Two By Richard Maltby And His Orchestra – The SESAC Sessions – 1956 – Past Daily Nights At The Round Table.
Two By Richard Maltby And His Orchestra – with The Honey Dreamers – SESAC Transcription service – 1956 – Gordon Skene Sound Collection –
Two numbers by American band leader Richard Maltby and his orchestra, recorded for SESAC and released as part of their radio station music disc series in 1956. The opening number features the Honey Dreamers on vocals.
1956 was still very much a transition period as far as Youth market and the slow emergence of Rock n’ Roll to a mass audience was concerned.
Slow dancing, suits, tuxedos and evening gowns were still the primary elements for dating most Saturday nights. Rock n’ Roll was somewhere in the distance, but gaining quickly. It was the music that didn’t require much close contact in order to get a point across But it was something that held appeal for a younger crowd – 14, 15 and 16 were the ages where the most voracious appetite for Rock n’ Roll was making its presence known.

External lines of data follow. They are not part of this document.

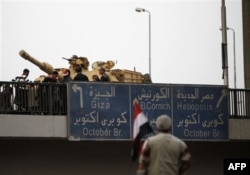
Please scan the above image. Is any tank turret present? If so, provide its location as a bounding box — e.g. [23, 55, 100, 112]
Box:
[19, 50, 152, 83]
[19, 50, 63, 81]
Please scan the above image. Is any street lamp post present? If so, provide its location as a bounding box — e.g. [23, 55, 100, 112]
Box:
[227, 27, 237, 89]
[135, 7, 151, 77]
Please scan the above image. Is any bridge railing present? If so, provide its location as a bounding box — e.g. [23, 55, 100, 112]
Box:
[0, 82, 67, 115]
[229, 89, 250, 119]
[0, 82, 250, 119]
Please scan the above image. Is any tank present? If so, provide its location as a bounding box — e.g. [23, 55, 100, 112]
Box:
[19, 50, 151, 83]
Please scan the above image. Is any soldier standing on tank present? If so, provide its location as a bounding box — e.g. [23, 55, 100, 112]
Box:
[99, 67, 110, 82]
[73, 66, 89, 81]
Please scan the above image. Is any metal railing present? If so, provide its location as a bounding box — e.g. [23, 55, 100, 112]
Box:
[0, 82, 250, 119]
[229, 89, 250, 119]
[0, 82, 67, 115]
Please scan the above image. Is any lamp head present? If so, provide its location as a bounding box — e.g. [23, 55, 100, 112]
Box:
[135, 7, 145, 12]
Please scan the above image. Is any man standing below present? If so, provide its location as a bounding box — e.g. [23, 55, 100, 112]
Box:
[137, 115, 191, 175]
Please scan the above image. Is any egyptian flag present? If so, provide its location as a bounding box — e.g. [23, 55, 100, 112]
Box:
[131, 99, 153, 161]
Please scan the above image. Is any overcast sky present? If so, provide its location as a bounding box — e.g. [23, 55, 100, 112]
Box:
[0, 0, 244, 88]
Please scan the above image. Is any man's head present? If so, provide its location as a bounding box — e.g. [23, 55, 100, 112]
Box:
[156, 115, 172, 132]
[23, 69, 30, 76]
[99, 67, 105, 75]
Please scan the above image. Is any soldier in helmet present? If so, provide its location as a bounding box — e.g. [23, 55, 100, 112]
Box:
[99, 67, 110, 82]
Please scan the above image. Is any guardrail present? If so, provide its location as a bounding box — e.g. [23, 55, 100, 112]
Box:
[229, 89, 250, 119]
[0, 82, 67, 115]
[0, 82, 250, 119]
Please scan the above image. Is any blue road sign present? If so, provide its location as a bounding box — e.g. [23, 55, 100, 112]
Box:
[68, 82, 228, 140]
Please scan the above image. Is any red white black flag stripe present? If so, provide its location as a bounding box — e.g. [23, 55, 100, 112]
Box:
[131, 99, 153, 160]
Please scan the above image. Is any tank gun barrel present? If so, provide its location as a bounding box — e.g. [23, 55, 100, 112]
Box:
[19, 50, 63, 80]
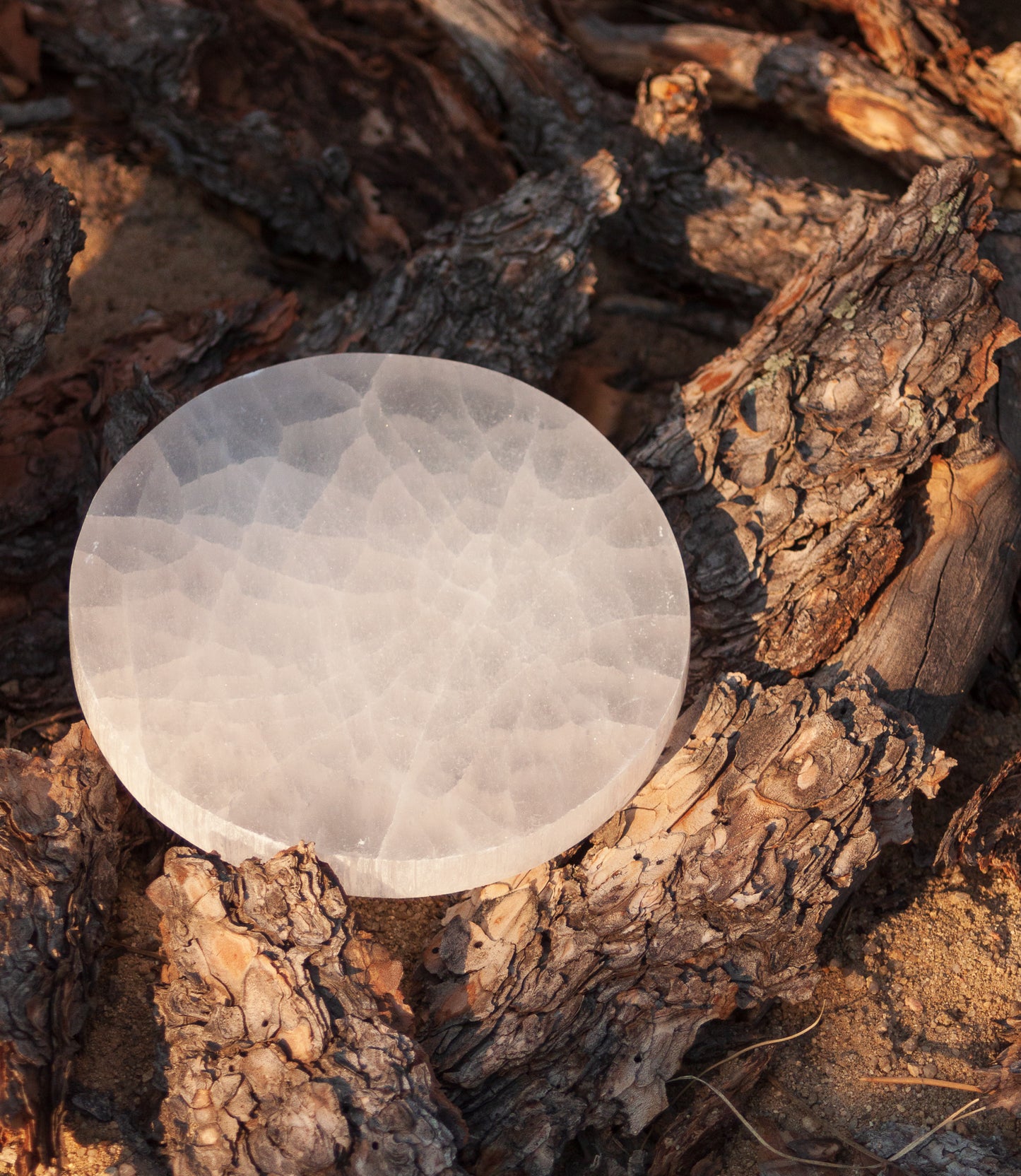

And even though the Big Band era had been gone for a while, some artists and ensembles prevailed, no matter how much against the prevailing trend they bucked.
Richard Maltby Sr. most notable for his 1956 recording “(Themes from) The Man with the Golden Arm”. He was also the father of the Broadway lyricist and director Richard Maltby Jr.
After studying briefly at Northwestern University’s music school, he left college to become a full-time musician. He played trumpet with several big bands, including those of Jack Little, Roger Pryor, Bob Strong and Henry Busse, as well as also doing some arranging. In 1940, he took a job as an arranger for the orchestra of the Chicago-based radio station, WBBM, before moving to New York City in 1945 to become an arranger-conductor on network radio, where he worked with Paul Whiteman. In 1942, Benny Goodman recorded his composition “Six Flats Unfurnished.”
During the post-war years, he made several recordings for subsidiary labels of RCA Victor, and in 1954, finally scored a Top 40 hit with “St. Louis Blues Mambo”. In 1955, he began leading his own dance band, with which he had his Top 20 hit, “(Themes From) The Man With the Golden Arm”, in the spring of the following year. He left RCA for Columbia Records in 1959, then moved to Roulette Records a year later. He stopped recording on his own during the mid-1960s.
He was also the musical director of SESAC Jazz Classics between 1950 and 1965, and recorded several transcriptions for radio. As a conductor, he worked with singers such as Peggy Lee, Sarah Vaughan, Johnnie Ray, Vic Damone and Ethel Merman, and after he stopped recording on his own, he served as an arranger and conductor for Lawrence Welk on records and television.
So to get an idea of what your life was like before Rock n’ Roll pounded down your door, here’s an example of what the post-17 year old crowd was listening to, circa 1956.
You couldn’t really consider Maltby’s music Jazz, by any stretch. It’s light, listenable and non-threatening. Perhaps music to harken back to an earlier, simpler time.
For the next six or so minutes, pretend you’re somewhere in 1956. Rock n’ Roll isn’t part of your vocabulary yet, but it’s trying.